Hal ini terbukti, di setiap hari raya tiba, pemesanan pempek Palembang naik signifikan. ”Walau memang di masa pandemi pemesanan jauh berkurang,” ucapnya. Sebelum pandemi, biasanya produksi pempek di Palembang mencapai 36 ton per hari. Dari jumlah itu sekitar 16 ton yang dikirim ke luar Palembang. Namun, di masa pandemi, jumlahnya jauh berkurang. ”Sekarang rata-rata produksi pempek sekitar 12 ton per hari dengan pengiriman ke luar kota Palembang hanya 2-5 ton per hari,” katanya.
Ini terjadi karena pembatasan kegiatan tidak hanya berlaku di Palembang, tetapi juga beberapa kota lain. Pempek Palembang pun mulai tersohor ketika perhelatan SEA Games ke-26 pada 2011 lalu di Palembang. ”Saat itu, beragam restoran yang menjadikan pempek sebagai produk utamanya mulai menjamur,” ucapnya. Kondisi itu terus berkembang hingga puncaknya terjadi pada perhelatan Asian Games ke-18 pada tahun 2018, kala Palembang menjadi tuan rumah bersama Jakarta.
Hasil akulturasi
Peneliti dari Balai Arekeologi Sumatera Selatan, Sondang Martini Siregar, menduga cikal bakal pempek sudah ada ketika zaman Kedatuan Sriwijaya di abad VII. Dia mengaitkannya dengan bahan baku pempek yang tertera dalam Prasasti Talang Tuwo yang ditulis dalam aksara Pallawa berbahasa Melayu Kuno.
Prasasti Talang Tuwo mengisahkan adanya sebuah taman yang dinamakan Taman Sriksetra. Taman itu dibuat pada 606 tahun Saka atau 684 Masehi, sekitar dua tahun setelah Kedatuan Sriwijaya berdiri di Palembang dipimpin oleh pendirinya, Damputa Hyang Sri Jayanasa.

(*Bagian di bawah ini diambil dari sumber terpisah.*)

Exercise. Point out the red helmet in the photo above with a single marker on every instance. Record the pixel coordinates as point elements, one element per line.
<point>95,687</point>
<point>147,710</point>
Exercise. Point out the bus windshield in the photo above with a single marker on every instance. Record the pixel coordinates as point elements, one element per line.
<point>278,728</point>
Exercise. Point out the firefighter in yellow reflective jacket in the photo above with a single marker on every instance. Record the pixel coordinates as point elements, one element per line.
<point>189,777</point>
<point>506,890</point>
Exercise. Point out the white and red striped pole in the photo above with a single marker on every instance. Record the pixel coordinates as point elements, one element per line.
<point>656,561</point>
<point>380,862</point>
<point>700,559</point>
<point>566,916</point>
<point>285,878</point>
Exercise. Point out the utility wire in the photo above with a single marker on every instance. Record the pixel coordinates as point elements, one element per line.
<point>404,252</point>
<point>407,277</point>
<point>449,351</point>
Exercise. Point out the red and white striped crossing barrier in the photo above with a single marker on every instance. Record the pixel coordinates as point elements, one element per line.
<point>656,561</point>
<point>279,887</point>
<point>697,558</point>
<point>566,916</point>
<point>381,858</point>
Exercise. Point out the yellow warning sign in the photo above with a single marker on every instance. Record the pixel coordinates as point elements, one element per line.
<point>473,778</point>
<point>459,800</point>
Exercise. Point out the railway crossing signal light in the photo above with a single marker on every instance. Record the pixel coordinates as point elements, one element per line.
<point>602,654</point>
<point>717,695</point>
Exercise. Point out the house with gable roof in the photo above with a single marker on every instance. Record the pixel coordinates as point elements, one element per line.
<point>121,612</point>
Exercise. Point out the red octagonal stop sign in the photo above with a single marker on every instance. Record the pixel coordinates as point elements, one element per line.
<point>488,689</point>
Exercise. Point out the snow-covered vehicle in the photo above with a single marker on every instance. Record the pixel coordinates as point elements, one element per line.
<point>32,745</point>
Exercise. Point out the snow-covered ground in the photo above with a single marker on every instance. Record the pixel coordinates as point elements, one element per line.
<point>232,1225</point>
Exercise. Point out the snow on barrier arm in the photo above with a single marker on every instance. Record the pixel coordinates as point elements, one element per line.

Di dalam prasasti itu tertulis niyur (kelapa), pinam (pinang), hanau (enau/aren), rumwiya (sagu), yam kayu nimakan wuahna (kayu yang dimanakan buahnya), haur, dan wuluh pattum (bambu, buluh betung). Dari antara beragam tanaman itu terdapat dua bahan pembuat pempek dan cuko yang berasal dari tanaman sagu dan aren di taman itu.
”Pohon sagu memang biasanya tumbuh di tepi sungai. Apalagi, Palembang dialiri oleh Sungai Musi dan beragam anak-anak sungai. Tentu saat itu sagu sangat berlimpah, demikian juga dengan ikannya," kata Sondang.
Anggota Tim Pengusulan Pempek sebagai Warisan Dunia, Vebri Al Lintani, menuturkan, sebagai kerajaan maritim, Sriwijaya terbuka terhadap kedatangan segala bangsa. Dari sanalah akulturasi terbangun, mulai dari perdagangan, pergaulan, hingga kawin-mawin.
Sementara Vebri menduga, pempek merupakan hasil akulturasi antara Melayu, Jawa, dan China. Dimulai dari kreasi tentara Sriwijaya yang menjadikan sagu sebagai pengawet ikan tangkeleso (Scleropage formasus), kemudian terus berkembang menjadi pempek dengan beragam varian berbahan dasar sejumlah ikan. ”Namun, pempek hadir dari kreasi dapur para perempuan Palembang,” ucapnya. Adapun unsur Jawa terlihat dari cuko (saus pempek) yang terbuat dari asam dan gula aren.
”Tidak ada masakan di Sumatera yang menggunakan gula jawa sebagai bahan baku. Hanya di cuko pempek saja,” ucap Vebri. Pempek dan cuko-nya merupakan satu kesatuan yang tidak terpisahkan. Tak lengkap rasanya jika pempek tidak dipadankan dengan cuko.
Seiring perkembangan zaman, ujar Vebri, pempek terus bekembang. Mulai dari namanya yang awalnya bernama kelesan menjadi pempek. Nama itu muncul dari keberadaan seorang pedagang keturunan Tionghoa yang menjajakan kelesan bernama Apek. ”Ketika konsumen ingin membeli kelesan, mereka akan memanggil ’Apek… Pek… Pek’. Dan kelesan pun menjadi pempek,” ucap Vebri.
Ikannya pun berubah dari semula tengkeleso menjadi belida. Oleh karena keberadaannya yang semakin menyusut, bahan baku pempek pun berubah menjadi kakap, gabus, dan tenggiri. Bentuk pempek pun mulai dari pempek adaan, lenjer, pempek telok, pempek kulit, panggang, lenggang, dan beragam pempek lain.
”Ketika Lebaran datang, pempek ini selalu ada di hampir setiap rumah tangga, bahkan mengalahkan pamor dari ketupat,” katanya. Tak heran, pempek selalu dirindukan, tentu bersama cuko-nya. (RHAMA PURNA JATI)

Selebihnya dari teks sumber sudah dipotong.